Mako 1, Marlin 0
The Action had an exciting encounter with a mako shark during one of its charters. Capt. Jonny Keiley and his brother Jameson had been fishing the NASA Buoy off the backside of Lanai and were heading south down the 1,000-fathom ledge toward the MC Buoy. About halfway there, outside Kaumalapau Harbor, they hooked an estimated 100-pound blue marlin on the long rigger position.
It was a weird bite, mentioned Jonny. The marlin jumped out of the water, grabbing the lure on the jump, and immediately started greyhounding back and forth across the surface. It continued to scream out the 100-test line for at least 500 yards, just below the surface, before it stopped.
Jonny thought it was strange, because it was only a 100-pound fish – being a little more aggressive than normal – and it was taking so much line. He backed after the marlin, gaining 50-100 yards at a time, slowing the boat to let the angler catch his breath. He chased after it for about 10-15-minutes before he got on top of it.
The marlin was down and dirty, with Jonny sitting the boat in neutral, with it straight up and down off the stern. The fish made one more little run, with Jonny backing the boat right up to it.
As they got the marlin to leader, Jameson took double wraps on the line and pulled it up. It was fighting a little bit, shaking its head, but coming in easier than a normal 100-pound fish. As he pulled it up, about 15 feet off the starboard corner, he noticed some movement out of the corner of his eye.
Before Jameson could see what it was, Jonny noticed that the marlin was bleeding really bad and was missing its tail up to the caudal peduncle. As Jameson held on to the leader, an estimated eight- to ten-foot, 600-pound mako shark came up right next to the boat and took another big bite out of the marlin, leaving them with half a fish.
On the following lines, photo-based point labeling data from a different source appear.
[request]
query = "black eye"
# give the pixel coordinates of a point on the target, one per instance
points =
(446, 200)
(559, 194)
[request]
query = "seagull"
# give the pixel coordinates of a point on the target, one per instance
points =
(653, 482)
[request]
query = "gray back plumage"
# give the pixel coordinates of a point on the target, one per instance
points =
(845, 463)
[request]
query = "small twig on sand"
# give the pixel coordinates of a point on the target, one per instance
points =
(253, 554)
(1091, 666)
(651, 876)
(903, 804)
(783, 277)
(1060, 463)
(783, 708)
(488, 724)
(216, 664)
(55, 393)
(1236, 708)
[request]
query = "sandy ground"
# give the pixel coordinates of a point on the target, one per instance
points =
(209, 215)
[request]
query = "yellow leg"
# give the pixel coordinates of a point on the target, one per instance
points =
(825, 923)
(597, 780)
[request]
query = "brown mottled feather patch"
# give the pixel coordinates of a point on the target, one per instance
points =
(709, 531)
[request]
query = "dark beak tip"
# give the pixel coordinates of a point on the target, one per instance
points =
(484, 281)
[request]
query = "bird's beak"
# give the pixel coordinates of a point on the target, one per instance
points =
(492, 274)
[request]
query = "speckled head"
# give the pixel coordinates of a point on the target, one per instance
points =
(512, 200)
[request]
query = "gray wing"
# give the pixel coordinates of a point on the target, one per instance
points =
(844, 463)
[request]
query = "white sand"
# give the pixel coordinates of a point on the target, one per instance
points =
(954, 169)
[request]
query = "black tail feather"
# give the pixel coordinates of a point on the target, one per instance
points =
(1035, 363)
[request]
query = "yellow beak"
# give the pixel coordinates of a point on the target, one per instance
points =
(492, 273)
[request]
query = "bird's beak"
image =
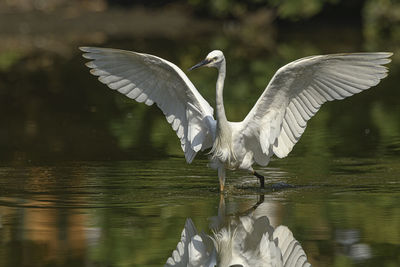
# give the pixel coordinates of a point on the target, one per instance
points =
(198, 65)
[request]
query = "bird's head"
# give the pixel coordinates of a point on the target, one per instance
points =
(213, 59)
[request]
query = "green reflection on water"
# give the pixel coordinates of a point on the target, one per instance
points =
(127, 203)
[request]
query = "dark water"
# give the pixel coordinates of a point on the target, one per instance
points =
(88, 178)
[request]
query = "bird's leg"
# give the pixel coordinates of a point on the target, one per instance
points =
(221, 177)
(260, 177)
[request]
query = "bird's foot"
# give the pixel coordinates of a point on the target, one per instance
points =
(260, 177)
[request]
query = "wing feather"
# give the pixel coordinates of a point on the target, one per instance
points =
(298, 90)
(150, 79)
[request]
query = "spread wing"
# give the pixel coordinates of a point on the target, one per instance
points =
(151, 79)
(296, 93)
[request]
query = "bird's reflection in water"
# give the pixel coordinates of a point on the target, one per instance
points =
(242, 241)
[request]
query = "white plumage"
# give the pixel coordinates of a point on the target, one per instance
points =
(249, 241)
(272, 127)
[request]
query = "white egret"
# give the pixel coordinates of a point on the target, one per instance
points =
(245, 241)
(272, 127)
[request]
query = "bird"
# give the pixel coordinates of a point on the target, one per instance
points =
(242, 241)
(274, 124)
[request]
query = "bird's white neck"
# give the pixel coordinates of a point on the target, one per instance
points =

Jameson still had double wraps on the marlin and figured he wasn’t going to be able to hold on to it and the shark, so he let the leader go. The mako kept eating the marlin up to the pec fins. At that point, Jonny had the boat in neutral. Jonny wanted the lure back, so Jameson pulled up what was left of the marlin and got the lure up to the leader swivel. Jonny cut the leader about five feet from the hook.
Jameson dangled the head of the marlin off the side of the boat. For at least five minutes, the mako kept swimming around the boat but seemed skittish.
Jonny thought about catching the mako, since they are one of the few edible sharks. It is a tender, white meat, like chicken. On occasion, local restaurants will have it on their menu, but makos are rarely caught on Maui. The last one weighed in Lahaina was in 2013.
Since Jonny never shark fishes, he didn’t have any cable rigs on the boat. He got out a 400-pound mono marlin rig to use, then went to grab a bait. All he had was 15- to 20-pound tuna, but he decided to keep them, since he had already given the mako his marlin. Jameson let the leader go with the head of the marlin attached, as the mako followed it into the depths to finish off what was left.
Jonny mentioned that the marlin fought a lot harder than it should have for its size – a combination of being foul-hooked in the chin, and the mako right behind it. He figured that the last little run the marlin made just before leader was it getting its tail bitten off as it tried to get away from the mako.
Makos represent one of the largest, fastest, most sophisticated species of pelagic shark on our planet. They feed on some of the world’s fastest and highly developed tunas and billfish, and are therefore considered apex predators. Author Ernest Hemingway was impressed by the mako and depicted them as the marlin-marauding monsters in his classic novel “The Old Man and the Sea.”